Pope To Meet With U.S. Church Leaders Over Clergy Sex Abuse

PHOTO: Pope Francis will meet at the Vatican with leaders of the U.S. Catholic Church, including the president of the U.S. Conference of Catholic Bishops, Cardinal Daniel DiNardo, to discuss clergy sexual abuse. CREDIT: Andrew Medichini/AP

BY TOM GJELTON, NPR

After weeks of relative silence, Pope Francis has agreed to meet a delegation of U.S. bishops and cardinals to discuss the Vatican response to the clergy abuse crisis.

A Vatican spokesman says the meeting at the Apostolic Palace on Thursday will include Cardinal Daniel DiNardo of Galveston-Houston, who leads the U.S. Conference of Bishops, and Cardinal Sean O’Malley of Boston, who advises the pope on sex abuse issues. Archbishop Jose Gomez, vice president of the bishops’ conference, and Monsignor Brian Bransfield, the conference secretary, will also attend, according to the Vatican.

DiNardo asked for the meeting last month, saying he wanted the pope to support an investigation into the scandal around former Washington DC Archbishop Theodore McCarrick, who resigned from the College of Cardinals in response to allegations that he once abused a teen-aged boy.

One question is how early Pope Francis was advised of McCarrick’s alleged misconduct and what, if anything, he did in response. The Vatican’s former ambassador to the U.S., Archbishop Carlo Maria Vigano, released an explosive letter on August 26, accusing top Vatican and U.S. church leaders of covering up for McCarrick for many years.

In that letter, Vigano implicated Pope Francis in the McCarrick cover-up and called on him to resign the papacy. Francis has yet to respond to Vigano’s accusations, but the pope’s Council of Cardinals reported this week that the Vatican will soon provide some “clarifications” regarding recent events.

The pope accepted McCarrick’s resignation in July and ordered him to remain in “prayer and penance” until the accusations against him could be examined in a canonical trial. The U.S. bishops who will meet with Francis on Thursday are expected to press the pope on how that trial would proceed.

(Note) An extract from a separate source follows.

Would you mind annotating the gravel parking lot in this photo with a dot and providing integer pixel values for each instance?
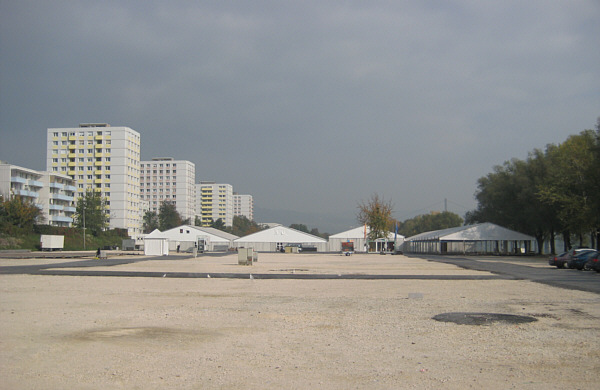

A top Vatican official earlier this week acknowledged that some allegations against McCarrick were brought to the Vatican’s attention as early as 2000.

The uproar over McCarrick’s conduct and the release last month of a shocking Pennsylvania grand jury report on clergy sex abuse together amount to the most serious crisis facing the Vatican in years. A top aide to Pope Benedict and Pope Francis on Tuesday said the scandal amounted to the church’s “own 9/11” catastrophe.